TICKETCORE is committed to protect your privacy and handle your personal data in an open and transparent manner, in whatever capacity you communicate or cooperate with us, such as indicatively and non limited to, prospective or active clients, employees, suppliers, traders, individuals, consumers or collaborating third parties and in accordance with the definitions and requirements of the General Data Protection Regulation under number 2016/679 on the Protection of natural persons with regard to the processing of personal data and on the free movement of such data.
Collection and processing of personal data depends on the service we provide to you in each individual case, on the case-by-case contractual relationship that links us to the subject of Personal Data, on the legal obligations imposed by the applicable law, the legal rights granted to us by it, and by the explicit consent of the subject on a case-by-case basis. They are subject to processing within the explicitly defined purposes, based on the principles of legality, objectivity and transparency, restriction of purpose and storage period, data minimization, accuracy, integrity and confidentiality, and within the framework of necessity and proportionality governing each processing operation. At the same time, the taking of technical and organizational security measures from the outset ("by design and by default") is ensured for the compliance with the above system of principles, as well as its periodic review and updating.
The status of personal data protection is hereby defined, in the framework of their processing by TICKETCORE and involves persons who have transactions with it, while at the same time the system of rules is described, on the basis of which such processing takes place. This Policy may be amended and adapted at the discretion of TICKETCORE and within the framework of the applicable legislative framework.
TICKETCORE company operates as controller of the processing of your personal data. Contact details with it are: Address: Building B, Science & Technology Park of Crete, Heraklion, 70013 // e-mail: email@example.com // contact phone +30 2810391244.
All kinds of written requests, as provided for herein and in the law, shall be submitted to the above postal and e-mail address, either electronically or in paper form (in person by the data subject himself/herself or by an authorization to a third person certified for the authenticity of signature).
The company shall take from the outset ("by design and by default") the appropriate technical and organizational measures to ensure the protection of personal data and access thereto only by the controller or other persons authorized by it and exclusively for the legitimate purposes, for which they have been collected, based on the current regulatory framework.
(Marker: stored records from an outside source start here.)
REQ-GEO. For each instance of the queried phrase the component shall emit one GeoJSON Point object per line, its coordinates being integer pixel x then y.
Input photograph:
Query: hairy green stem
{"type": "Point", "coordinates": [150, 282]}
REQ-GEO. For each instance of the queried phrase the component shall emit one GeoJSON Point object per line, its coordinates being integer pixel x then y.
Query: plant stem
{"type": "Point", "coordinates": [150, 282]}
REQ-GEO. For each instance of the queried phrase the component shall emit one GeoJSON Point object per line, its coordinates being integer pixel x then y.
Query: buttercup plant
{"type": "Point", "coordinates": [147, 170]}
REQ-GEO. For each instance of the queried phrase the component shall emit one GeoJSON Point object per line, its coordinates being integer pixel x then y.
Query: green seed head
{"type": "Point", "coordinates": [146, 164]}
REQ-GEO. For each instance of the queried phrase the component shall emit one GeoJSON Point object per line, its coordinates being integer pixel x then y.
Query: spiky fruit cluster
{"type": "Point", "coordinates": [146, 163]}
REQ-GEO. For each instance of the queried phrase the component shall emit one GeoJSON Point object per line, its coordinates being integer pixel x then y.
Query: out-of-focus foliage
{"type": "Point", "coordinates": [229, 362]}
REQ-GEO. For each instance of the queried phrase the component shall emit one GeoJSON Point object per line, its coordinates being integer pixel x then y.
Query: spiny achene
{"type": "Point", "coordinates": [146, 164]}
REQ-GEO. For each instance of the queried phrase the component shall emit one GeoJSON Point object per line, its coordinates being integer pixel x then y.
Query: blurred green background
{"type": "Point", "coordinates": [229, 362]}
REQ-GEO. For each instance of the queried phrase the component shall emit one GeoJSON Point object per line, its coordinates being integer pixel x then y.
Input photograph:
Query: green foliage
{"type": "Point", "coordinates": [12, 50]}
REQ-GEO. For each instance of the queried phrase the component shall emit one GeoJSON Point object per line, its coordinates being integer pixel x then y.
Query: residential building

In the framework hereof, the definitions of the Regulation are used, among which the following are indicatively but not limited to mentioned:
«personal data» means information relating to identified or identifiable natural persons (“data subjects”), that is, persons who can be identified, directly or indirectly, in particular by reference to an identifier such as a name, an identification number, location data, an online identifier or to one or more factors specific to the physical, physiological, genetic, mental, economic, cultural or social identity of that natural person;
«processing of personal data» means any operation or set of operations which is performed on personal data or on sets of personal data, whether or not by automated means, such as collection, recording, organization, structuring, storage, adaptation or alteration, retrieval, consultation, use, disclosure by transmission, dissemination or otherwise making available, alignment or combination, restriction, erasure or destruction; Finally,
«controller» means the natural or legal person, public authority, agency or other body which, alone or jointly with others, determines the purposes and means of the processing of personal data; where the purposes and means of such processing are determined by Union or Member State law, the controller or the specific criteria for its nomination may be provided for by Union or Member State law;
TICKETCORE shall receive and process personal data only in the framework of a transactional relationship and within the scope of its purpose of activities, depending on the type of contract or service provided or the work entrusted to it, which, indicatively but not limited to, may be: identification details, contact details (address, telephone number, e-mail address), Tax Identification Number, Social Insurance Registration Number, bank account details and so on, depending on the case). The above details are received by our company from the following sources and in the following ways:
In the few cases where we collect personal information from children, we always ask for parental consent, while, if we ever collect such information, we shall do so for the purposes specifically defined upon collection.
We use suppliers that sort/compare geo-demographic data that help us better personalize our services to you. If you prefer us not to do so, please read the section entitled "Rights of Subjects" below.
Your personal data shall be stored for the period of validity of the contractual or business relationship between us or for as long as your relevant consent applies or for the reasonable legal time so that our rights or legitimate interests are served or for the exercise of our legitimate rights or in compliance with the applicable law. You may withdraw your consent to the processing of your personal data at any time by notifying us in writing of your relevant request, acknowledging, however, that the receipt of the request does not affect the legality of previous processing, nor does it impose compliance with your request, if there is another superior legitimate reason.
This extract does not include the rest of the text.